Симона сказала: “Максим, посмотри, кто к нам пришел”. Как-то так сказала – очень радостно, светло – воскликнула, почти спела. И я вошел в ее с Сандрой комнату и увидел парня. Смущенного и крепкого. Сидел он на тахте, немножко горбился и улыбался. Мы пожали друг другу руки. Симона воскликнула: “Максим, это же Влад Галкин – Гекльберри Финн”. Финн, ну да – он самый… Те же губы и улыбка и глаза. Прическа только короче и упрямее, что ли. Финн вырос и теперь будет учиться вместе со мной на факультете художественного кино, в мастерской Владимира Ивановича Хотиненко.
- Здоров, Владик.
- Привет, Макс.
Мы не были близки, ни дружны. Всегда дружелюбно здоровались, болтали, улыбались.

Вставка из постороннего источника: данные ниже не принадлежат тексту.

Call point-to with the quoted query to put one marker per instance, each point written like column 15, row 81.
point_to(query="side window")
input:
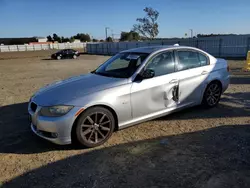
column 203, row 59
column 188, row 60
column 118, row 64
column 162, row 63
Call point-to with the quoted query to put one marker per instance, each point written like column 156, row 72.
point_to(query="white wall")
column 37, row 47
column 42, row 40
column 221, row 46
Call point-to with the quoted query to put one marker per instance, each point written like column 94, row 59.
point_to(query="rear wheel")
column 212, row 94
column 94, row 127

Влад борол Юрку Кузина – ну в шутку, конечно же, ворочал его туда-сюда, Юрка отбивался, ехидно подшучивал над Владом. Тот налетал на Юрку, даром что был моложе лет на десять почти. Щенок и волкодав. Но и щенком и волкодавом был ты сам, Влад. Коротко стриженый, лопоухий щенок. С обаятельнейшей улыбкой.

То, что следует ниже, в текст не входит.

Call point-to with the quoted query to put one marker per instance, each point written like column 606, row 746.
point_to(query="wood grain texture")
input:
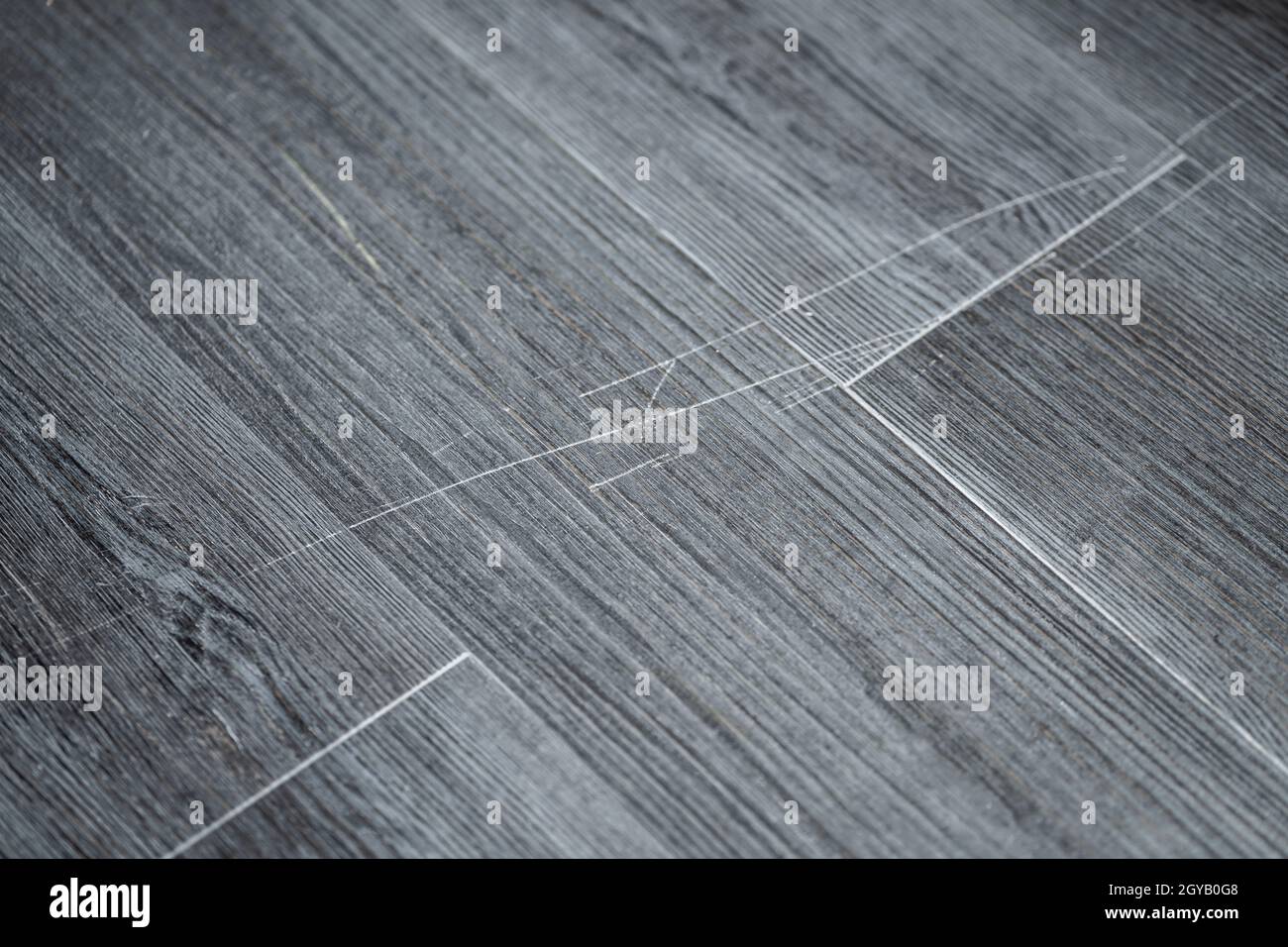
column 370, row 556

Я уж тут грешным делом думал: случился бы в моей жизни “день сурка” и пришелся бы он на день твоей гибели. Я бы рванул в Москву, попытался бы. Я так думал и мысль эта не кажется мне нелепой. Рядом с тобой должен был кто-то быть в эти дни. Я бы тебя обнял бы, Владик.

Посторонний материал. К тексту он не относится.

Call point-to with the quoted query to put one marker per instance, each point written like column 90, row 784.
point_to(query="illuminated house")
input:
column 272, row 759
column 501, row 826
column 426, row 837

Нет нашей общей фотографии. С другими ребятами – есть, а с тобой – нет. Не для хвастовства мне, а для правды. Чтобы посмотреть на тебя, чтобы видеть твой честный, упрямый взгляд – взгляд очень физически сильного и очень ранимого человека.
Помню, как праздновали день рождения нашего Саши Котта и его брата Володи. Собрались курсом у них дома. И – что-то случилось – Юрка Кузин ушел в обиде. И Влад вдруг вскочил и прочитал, как выпалил от сердца, разгоряченное:
Людей теряют только раз,
И след, теряя, не находят,
А человек гостит у вас,
Прощается и в ночь уходит.
А если он уходит днем,
Он все равно от вас уходит.
Давай сейчас его вернем,
Пока он площадь переходит.
Немедленно его вернем,
Поговорим и стол накроем,
Весь дом вверх дном перевернем
И праздник для него устроим.
Стихи Шпаликова звучали тут как-то неуместно, случай был не тот и не о том. А все же – и тот и о том. И я его так отчетливо запомнил. И эти стихи, и горячего Влада, бросающего эти строчки всем и каждому – всем нам и через годы теперешнему мне. И в этом была его жажда справедливости, честности, истины. Давай, Влад, давай все перевернем, устроим праздник, только пить не станем, помолимся тихо.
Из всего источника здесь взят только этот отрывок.